The publicity generated from such announcements could push processors big and small to move toward an interchange-plus pricing model, or at least cut their tiered or bundled rates.
“If Heartland has a successful fourth quarter in terms of enticing new customers, that could put pressure on those ISOs that are not offering interchange-plus to move in that direction,” says Helgeson of Merchant Warehouse.
And that could affect the payments industry in more ways than just pricing.
“This could create an environment where the whole industry is devalued if everyone cuts their prices and races to bottom pricing,” says Mercator’s Fish.
Regardless, it appears there will be a shift toward interchange-plus pricing.

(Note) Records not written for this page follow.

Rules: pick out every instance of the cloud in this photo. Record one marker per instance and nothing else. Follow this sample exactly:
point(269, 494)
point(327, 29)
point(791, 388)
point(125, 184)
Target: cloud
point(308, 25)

Still uncertain is how long and deep the shift will be.
An Instant Read on Durbin
Merchant acquirer Heartland Payment Systems Inc., which serves 250,000 merchants, put out a press release on Oct. 4 detailing its experiences with regulated debit interchange from Oct. 1-3, the first three days that the Durbin Amendment was in effect. Heartland uses the interchange-plus pricing model, and its “Durbin Dollars” marketing campaign promises that merchants will immediately share in the savings from regulated interchange.
Highlights of the release:
– $1.78 million in debit interchange savings passed to merchants.
– Restaurants received $671,652 of the savings.
– The average Heartland merchant will save more than $1,000 in the first year of regulated prices.
– 65% of Heartland’s signature debit sales volume comes from regulated cards—those from issuers with more than $10 billion in assets.
– The average unregulated (exempt) debit interchange fee is 44 cents versus 23 cents for transactions with regulated cards.
– The average effective signature debit interchange rate for exempt cards is 1.55% of the sale versus 0.80% for regulated signature debit cards.
– Changes by Visa and MasterCard in their debit interchange rates for small tickets are actually raising costs for some merchants. Heartland’s quick-service restaurants are now paying on average an effective rate of 2.15% versus 2.08% pre-Durbin.